Non sussiste, invece, retroattivita’ ove la nuova norma disciplini gli atti di un procedimento, anche se riguardanti eventi ed effetti sostanziali gia’ compiuti e si tratti della sua applicazione agli atti da compiere, oppure quando la nuova norma disciplini status, situazioni e rapporti che, pur costituendo lato sensu effetti di un pregresso fatto generatore (previsti e considerati nel quadro di una diversa normativa), siano distinti ontologicamente e funzionalmente (indipendentemente dal loro collegamento con detto fatto generatore), in quanto suscettibili di una nuova regolamentazione mediante l’esercizio di poteri e facolta’ non consumati sotto la precedente disciplina.
E’ quel che accade nei rapporti di durata, come quello di lavoro.
In sintesi, il cit. articolo 8, comma 3, prevede il meccanismo affinche’ i contratti aziendali, anche anteriormente stipulati, possano acquisire – per il futuro – efficacia erga omnes, ma non la nega per i fatti gia’ verificatisi prima della sua emanazione e regolati da quegli stessi contratti aziendali.
3.2. Anche il terzo motivo va disatteso: lungi dall’omettere immotivatamente di esaminare il carattere peggiorativo o meno dell’accordo collettivo 15.5.09 rispetto al c.c.n.l. e la qualita’ dell’associazione ricorrente di soggetto stipulante detto c.c.n.l., la sentenza impugnata l’ha preso in considerazione e l’ha ritenuto irrilevante, sempre sul presupposto del difetto del diritto dell’associazione sindacale di agire in giudizio in relazione alla validita’, efficacia e interpretazione d’un accordo collettivo alla cui stipulazione sia rimasta estranea (conformemente a Cass. n. 10353/04).

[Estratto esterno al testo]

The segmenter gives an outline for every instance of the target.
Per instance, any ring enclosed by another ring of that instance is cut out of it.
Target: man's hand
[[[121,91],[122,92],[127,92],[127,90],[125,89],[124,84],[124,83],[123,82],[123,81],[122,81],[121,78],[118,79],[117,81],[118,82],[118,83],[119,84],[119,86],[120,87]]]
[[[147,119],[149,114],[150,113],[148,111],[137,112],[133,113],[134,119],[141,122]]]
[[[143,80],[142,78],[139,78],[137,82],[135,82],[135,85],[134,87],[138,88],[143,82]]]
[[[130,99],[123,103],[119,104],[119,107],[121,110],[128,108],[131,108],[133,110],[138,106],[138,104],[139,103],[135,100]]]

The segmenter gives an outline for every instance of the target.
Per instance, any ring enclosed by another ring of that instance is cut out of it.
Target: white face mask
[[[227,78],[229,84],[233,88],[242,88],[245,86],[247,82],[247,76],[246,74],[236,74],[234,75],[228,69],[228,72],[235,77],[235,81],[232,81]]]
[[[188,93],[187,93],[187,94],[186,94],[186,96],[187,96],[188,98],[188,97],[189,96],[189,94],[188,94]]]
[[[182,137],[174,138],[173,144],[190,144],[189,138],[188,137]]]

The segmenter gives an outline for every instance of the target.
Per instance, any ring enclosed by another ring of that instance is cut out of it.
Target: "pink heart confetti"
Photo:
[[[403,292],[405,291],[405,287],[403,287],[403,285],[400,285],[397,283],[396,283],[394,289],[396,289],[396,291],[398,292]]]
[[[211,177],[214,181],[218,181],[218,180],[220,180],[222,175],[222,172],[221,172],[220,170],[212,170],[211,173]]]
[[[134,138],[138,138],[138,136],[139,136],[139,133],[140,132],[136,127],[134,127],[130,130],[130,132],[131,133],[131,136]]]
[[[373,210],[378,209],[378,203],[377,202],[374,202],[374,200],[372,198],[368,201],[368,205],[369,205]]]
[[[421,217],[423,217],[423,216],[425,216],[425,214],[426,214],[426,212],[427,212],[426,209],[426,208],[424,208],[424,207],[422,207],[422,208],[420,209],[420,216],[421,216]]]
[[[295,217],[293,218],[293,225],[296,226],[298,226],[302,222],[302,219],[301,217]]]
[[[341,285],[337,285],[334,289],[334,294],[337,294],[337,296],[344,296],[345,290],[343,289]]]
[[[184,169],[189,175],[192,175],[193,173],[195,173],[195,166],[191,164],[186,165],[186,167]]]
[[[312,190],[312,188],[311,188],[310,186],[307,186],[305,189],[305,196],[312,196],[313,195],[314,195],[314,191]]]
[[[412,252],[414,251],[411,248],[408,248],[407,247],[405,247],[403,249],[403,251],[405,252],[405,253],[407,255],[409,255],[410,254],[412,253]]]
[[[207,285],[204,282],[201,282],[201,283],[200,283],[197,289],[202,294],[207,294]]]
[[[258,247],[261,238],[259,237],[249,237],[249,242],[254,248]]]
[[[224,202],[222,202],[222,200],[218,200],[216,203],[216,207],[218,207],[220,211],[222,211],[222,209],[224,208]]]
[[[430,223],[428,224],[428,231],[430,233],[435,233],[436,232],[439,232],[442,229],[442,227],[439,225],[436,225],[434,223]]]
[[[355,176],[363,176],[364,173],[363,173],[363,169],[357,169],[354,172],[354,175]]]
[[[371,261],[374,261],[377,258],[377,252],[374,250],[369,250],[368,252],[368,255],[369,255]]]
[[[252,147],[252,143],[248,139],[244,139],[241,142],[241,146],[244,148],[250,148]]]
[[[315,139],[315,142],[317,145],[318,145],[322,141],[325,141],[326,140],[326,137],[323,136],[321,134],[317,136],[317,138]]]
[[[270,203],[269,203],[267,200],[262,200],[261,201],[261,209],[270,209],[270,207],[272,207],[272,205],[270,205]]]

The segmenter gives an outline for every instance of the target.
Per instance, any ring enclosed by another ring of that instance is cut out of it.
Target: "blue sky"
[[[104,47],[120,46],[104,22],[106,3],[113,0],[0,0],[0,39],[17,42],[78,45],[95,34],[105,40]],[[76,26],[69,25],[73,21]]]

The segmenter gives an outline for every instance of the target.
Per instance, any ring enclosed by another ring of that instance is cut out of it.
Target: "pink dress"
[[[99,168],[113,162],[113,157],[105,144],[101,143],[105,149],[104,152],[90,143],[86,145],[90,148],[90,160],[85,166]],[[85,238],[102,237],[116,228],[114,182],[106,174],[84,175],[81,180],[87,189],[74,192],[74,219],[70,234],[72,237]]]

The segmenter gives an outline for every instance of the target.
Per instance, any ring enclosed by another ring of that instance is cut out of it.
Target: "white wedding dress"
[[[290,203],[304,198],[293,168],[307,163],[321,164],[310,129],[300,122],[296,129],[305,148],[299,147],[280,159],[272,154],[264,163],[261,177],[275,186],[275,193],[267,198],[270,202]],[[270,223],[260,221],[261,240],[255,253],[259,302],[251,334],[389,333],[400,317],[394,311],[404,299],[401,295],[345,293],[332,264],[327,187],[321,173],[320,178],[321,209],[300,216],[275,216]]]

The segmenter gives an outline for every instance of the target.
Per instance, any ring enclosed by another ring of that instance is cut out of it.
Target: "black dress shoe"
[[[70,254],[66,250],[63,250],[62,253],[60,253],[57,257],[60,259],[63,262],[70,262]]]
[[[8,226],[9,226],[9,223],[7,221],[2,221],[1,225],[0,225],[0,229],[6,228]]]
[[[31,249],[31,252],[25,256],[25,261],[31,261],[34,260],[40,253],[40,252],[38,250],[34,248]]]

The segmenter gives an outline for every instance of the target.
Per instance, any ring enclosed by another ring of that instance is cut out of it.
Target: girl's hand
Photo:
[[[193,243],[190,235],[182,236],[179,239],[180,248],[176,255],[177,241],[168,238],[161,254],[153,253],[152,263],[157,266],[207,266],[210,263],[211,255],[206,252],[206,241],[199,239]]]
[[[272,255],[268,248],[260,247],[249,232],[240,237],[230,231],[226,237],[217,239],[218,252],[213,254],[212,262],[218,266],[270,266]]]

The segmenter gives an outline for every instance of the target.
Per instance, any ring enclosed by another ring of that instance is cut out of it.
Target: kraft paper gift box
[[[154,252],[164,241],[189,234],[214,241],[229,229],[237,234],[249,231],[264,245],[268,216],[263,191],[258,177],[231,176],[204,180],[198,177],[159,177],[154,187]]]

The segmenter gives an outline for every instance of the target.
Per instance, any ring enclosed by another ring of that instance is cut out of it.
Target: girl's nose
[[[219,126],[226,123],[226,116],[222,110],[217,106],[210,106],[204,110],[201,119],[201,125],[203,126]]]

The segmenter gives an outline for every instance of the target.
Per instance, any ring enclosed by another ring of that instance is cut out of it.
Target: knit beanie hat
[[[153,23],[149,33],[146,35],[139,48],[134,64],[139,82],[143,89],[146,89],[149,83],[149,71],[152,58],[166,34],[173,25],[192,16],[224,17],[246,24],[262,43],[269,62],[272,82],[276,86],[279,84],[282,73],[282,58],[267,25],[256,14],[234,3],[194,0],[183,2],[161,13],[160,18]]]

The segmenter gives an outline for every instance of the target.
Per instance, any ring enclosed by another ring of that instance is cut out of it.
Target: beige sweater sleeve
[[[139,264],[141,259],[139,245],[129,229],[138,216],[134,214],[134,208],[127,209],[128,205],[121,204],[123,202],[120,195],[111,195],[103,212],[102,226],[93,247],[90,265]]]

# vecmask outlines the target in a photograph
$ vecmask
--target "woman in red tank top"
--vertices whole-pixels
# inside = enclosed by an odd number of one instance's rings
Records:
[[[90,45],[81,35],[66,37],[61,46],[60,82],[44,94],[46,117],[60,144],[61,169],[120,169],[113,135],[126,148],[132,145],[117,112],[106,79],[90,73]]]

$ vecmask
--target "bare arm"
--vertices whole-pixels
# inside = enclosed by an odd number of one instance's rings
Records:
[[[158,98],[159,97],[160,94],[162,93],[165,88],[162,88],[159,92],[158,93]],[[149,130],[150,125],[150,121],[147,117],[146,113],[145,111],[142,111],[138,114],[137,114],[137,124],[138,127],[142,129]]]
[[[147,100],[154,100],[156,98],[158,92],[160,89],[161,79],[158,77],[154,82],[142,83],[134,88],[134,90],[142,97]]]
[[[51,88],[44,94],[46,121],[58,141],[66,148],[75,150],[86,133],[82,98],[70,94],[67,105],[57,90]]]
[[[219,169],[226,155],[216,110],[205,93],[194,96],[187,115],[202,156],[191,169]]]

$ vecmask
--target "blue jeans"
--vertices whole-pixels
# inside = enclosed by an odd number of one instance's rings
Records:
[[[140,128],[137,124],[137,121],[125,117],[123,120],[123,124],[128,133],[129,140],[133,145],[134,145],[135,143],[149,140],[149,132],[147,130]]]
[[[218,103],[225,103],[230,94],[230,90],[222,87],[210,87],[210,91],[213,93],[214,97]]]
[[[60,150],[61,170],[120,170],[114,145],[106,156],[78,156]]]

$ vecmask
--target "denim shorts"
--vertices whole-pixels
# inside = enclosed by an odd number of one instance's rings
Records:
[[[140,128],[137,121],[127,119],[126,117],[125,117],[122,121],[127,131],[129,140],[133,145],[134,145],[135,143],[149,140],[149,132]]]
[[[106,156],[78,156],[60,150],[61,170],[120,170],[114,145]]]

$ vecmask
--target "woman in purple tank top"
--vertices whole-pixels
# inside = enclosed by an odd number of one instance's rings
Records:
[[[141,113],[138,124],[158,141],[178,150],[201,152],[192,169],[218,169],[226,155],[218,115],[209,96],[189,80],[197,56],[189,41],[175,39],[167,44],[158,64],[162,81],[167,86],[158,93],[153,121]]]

In breve, la dichiarata irrilevanza del fatto presuppone di per se’ il suo esame quale indefettibile antecedente logico.
Ne’ si puo’ confondere – ai fini della deduzione del vizio di cui all’articolo 360 c.p.c., comma 1, n. 5, dedotto nel terzo mezzo del ricorso principale – l’omesso esame d’un fatto (decisivo) con il suo consapevole e volontario mancato accertamento storico: il primo in tanto sussiste in quanto il giudice abbia dimenticato o immotivatamente tralasciato di prenderlo in considerazione; il secondo si verifica quando il giudice ritenga di poter decidere la lite prescindendo da esso, motivando il proprio convincimento (come avvenuto nel caso di specie) in base ad una preliminare argomentazione in punto di diritto che evidenzi l’inutilita’ dell’accertamento.
3.3. Il quarto motivo e’ da rigettarsi in virtu’ di osservazioni analoghe a quelle svolte nel paragrafo che precede sub 3.1.: anche riguardo a tale ultimo mezzo valga il rilievo che la Corte di merito ha sostanzialmente ritenuto l’irrilevanza delle denunciate intimidazioni e ritorsioni aziendali verso i lavoratori rifiutatisi di svolgere servizi ad “agente solo”.
Cio’ i giudici d’appello hanno asserito sempre sul presupposto della carenza, in capo all’organizzazione ricorrente, del diritto di agire in relazione agli effetti d’un accordo aziendale (in termini, appunto, di esigibilita’ delle condotte in esso pattuite – anche nei confronti dei lavoratori dissenzienti) cui l’organizzazione medesima era rimasta estranea.
4.1. Ne’ gioverebbe a Or.S.A. (OMISSIS) – cio’ sia detto per mera completezza espositiva – voler intendere i mezzi articolati nel suo ricorso come sostanziali denunce di errores in iudicando (per violazione dell’articolo 28 legge n. 300 del 1970) anziche’ di errores in procedendo o vizi di motivazione.
Infatti, una volta ritenuta l’efficacia soggettiva dell’accordo collettivo aziendale (quello sul c.d. “agente solo”) anche nei confronti degli iscritti ad un’associazione non stipulante o comunque dissenzienti, e’ legittimo che il datore di lavoro ne pretenda l’applicazione, anche sotto comminatoria di sanzioni disciplinari (cosa diversa, ovviamente, sarebbe l’adozione di minacce di mali ingiusti od altre iniziative illecite).
Invero, da lungo tempo questa Corte ha statuito che agli accordi collettivi aziendali si debba riconoscere (anche e soprattutto in ragione dei rinvii che plurime disposizioni legislative operano alla contrattazione aziendale) efficacia vincolante analoga a quella del contratto collettivo nazionale, trattandosi pur sempre non gia’ d’una sommatoria di piu’ contratti individuali, ma di atti di autonomia sindacale riguardanti una pluralita’ di lavoratori collettivamente considerati (cfr., ex aliis, Cass. n. 6695/88; Cass. n. 2808/84; Cass. n. 423/84; Cass. n. 718/83; Cass. n. 300/81; Cass. n. 357/71).